One hymn I remember in particular, “When We See Christ” held these words in its chorus: “It will be worth it all, when we see Jesus. Life’s trials will seem so small when we see Christ….”
Wanna be a hymn-star? Click here, and you’ll be centerstage for a “When We See Christ” Karaoke Jam. Sing as loud and as badly as you’d like. Especially if you’re reading this at a public library computer.
You back from your World Tour? Good.
The reason I was thinking about this hymn is because I’ve been extraordinarily busy recently (comparatively speaking) and I want to be sure that what I’m doing is worth anything. Can you imagine going through life living each day and at some point looking back and seeing no evidence that you did anything good?
Now, I know there’s a line of thinking among some Christians that goes something like this, “Do your best and God will take care of the rest.” But what if the best that I’m doing isn’t even something God is interested in taking care of the rest of? In a nutshell: Is what I spend my discretionary time doing in line with what God would have me do?
It’s a thought that can really haunt you if you let it. But I take it as a leveling tool when the thought arises in my mind. I suppose you just might go crazy if you’re paranoid that whatever you’re doing at any given moment is displeasing your Creator who created you for something other than what currently fills your time.
All of this is simply another angle of the deep-rooted desire to do something that matters. So, I ask questions of myself like:
1. Will what I’m doing today make a difference in a year? In 20 years?
2. Does what I’m doing with my life now represent a heart and life that is passionate for God and people? Or does it represent a mind focused primarily on myself?
3. (For parents of kids still under your roof): If my child(ren) were to follow my example, would I be proud of the people they become?
There’s a realignment that can happen when I ask hard questions of myself. That is, if I actually realign anything. It’s one thing to see a misalignment. It’s quite another to do something about it.
So that I don’t spend my life chasing my tail, I’d like to try and put legs to these thoughts. Here are some things I can do to bring this to life:
1. Evaluate life on a daily, even hourly basis. Did what I just spend that hour on draw me closer to God’s design for my life, further, or did I just “mark time”? (Some might argue the third is impossible.)

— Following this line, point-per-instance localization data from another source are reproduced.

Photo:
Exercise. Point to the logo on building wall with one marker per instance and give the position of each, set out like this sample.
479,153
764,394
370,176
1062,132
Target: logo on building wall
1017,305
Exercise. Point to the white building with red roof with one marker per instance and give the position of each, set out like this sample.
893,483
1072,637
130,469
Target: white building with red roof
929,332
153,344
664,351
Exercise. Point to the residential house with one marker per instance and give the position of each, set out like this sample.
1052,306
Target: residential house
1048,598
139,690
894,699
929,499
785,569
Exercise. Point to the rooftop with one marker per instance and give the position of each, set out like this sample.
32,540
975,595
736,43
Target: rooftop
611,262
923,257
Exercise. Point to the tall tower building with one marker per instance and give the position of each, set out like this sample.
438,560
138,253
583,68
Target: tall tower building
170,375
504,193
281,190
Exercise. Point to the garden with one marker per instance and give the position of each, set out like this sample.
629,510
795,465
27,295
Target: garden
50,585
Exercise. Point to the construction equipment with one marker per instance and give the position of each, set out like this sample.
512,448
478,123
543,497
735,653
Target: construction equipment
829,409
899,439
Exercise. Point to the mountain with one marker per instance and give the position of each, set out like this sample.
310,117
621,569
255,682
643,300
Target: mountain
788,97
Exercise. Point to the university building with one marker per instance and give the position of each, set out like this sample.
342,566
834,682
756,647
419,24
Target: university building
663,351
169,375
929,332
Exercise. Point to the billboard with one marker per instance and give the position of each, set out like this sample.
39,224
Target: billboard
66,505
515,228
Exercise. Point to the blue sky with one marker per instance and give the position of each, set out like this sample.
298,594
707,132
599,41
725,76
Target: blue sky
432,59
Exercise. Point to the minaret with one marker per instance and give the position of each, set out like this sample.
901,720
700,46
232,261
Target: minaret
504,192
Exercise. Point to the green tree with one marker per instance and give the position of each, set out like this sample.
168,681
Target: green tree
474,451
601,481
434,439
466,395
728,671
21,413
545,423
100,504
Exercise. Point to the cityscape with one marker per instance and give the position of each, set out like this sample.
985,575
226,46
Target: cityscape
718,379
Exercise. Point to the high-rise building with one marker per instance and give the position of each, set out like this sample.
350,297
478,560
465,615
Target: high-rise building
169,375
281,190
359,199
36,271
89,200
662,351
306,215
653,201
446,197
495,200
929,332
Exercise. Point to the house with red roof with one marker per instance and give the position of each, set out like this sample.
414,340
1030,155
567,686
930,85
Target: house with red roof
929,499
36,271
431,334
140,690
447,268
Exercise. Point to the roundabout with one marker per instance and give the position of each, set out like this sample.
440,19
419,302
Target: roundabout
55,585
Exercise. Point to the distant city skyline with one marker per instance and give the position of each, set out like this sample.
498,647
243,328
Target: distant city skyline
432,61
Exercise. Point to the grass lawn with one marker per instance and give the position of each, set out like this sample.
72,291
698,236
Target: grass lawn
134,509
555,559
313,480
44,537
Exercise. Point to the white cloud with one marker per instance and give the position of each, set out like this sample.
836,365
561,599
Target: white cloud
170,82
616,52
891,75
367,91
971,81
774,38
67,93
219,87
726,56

2. Intentionally pass on what I know. Someone once said, “If you want to impress people, talk about your successes. But if you want to impact people, talk about your failures.” Successes or failures, I want my kids to know that their Dad is going to be honest with all of it. I want to take every chance to teach my kids not just what is right, but why its right. Case in point: 15 minutes ago I was standing at the bus stop with my son. He and another boy were talking about whether they prefer doctor visits or dentists visits and the pros and cons of each. A third boy walked up from down the street who also rides their bus, and without a word he raised his fists with his first 2 fingers extended like a gun and “shot” my son and his friend. And then declared “There. You’re dead.” And while for the most part I chalk that up to “they’re boys”, I also am keenly aware of the influence of society through media, internet, movies, cartoons, and video games in the hearts and minds of children and adults alike. But in those moments at the bus stop this morning I squandered an opportunity to not only teach my own son, but also those 2 other boys as well. “Lighten up Jerry, they’re boys playing with fake guns.” Well, if we don’t give kids the right perspective on things like that we shouldn’t be surprised at the horrible epidemic of school violence, not to mention sexual deviance, hatred, and substance abuse. So, I want to pass on what I know.
3. I want to live unashamedly loving Jesus. I want my kids to know that I would lay down my life for my wife, but that Jesus laid down His life for me. How can I do anything but turn my all over to Him. The truth is, God’s wrath is coming to this world. But God’s love has already come. And that love of God is only found in the person of Jesus who died in my place so that I don’t have to fear the coming wrath. Those aren’t popular words today, but they are necessary and true. And no matter what, I want my kids to know (beyond the whole pastor gig) that if my job was cleaning cess pools, teaching 1st graders, washing dogs, wiring houses, welcoming Walmart customers, I’d still be captivated by Jesus’ love for me and live each day returning that love to Him through loving all people.
If I can do those things, I know that I can confidently say that when its my turn to be lowered into the ground, that my life’s work would bring a result that would have been worth it all.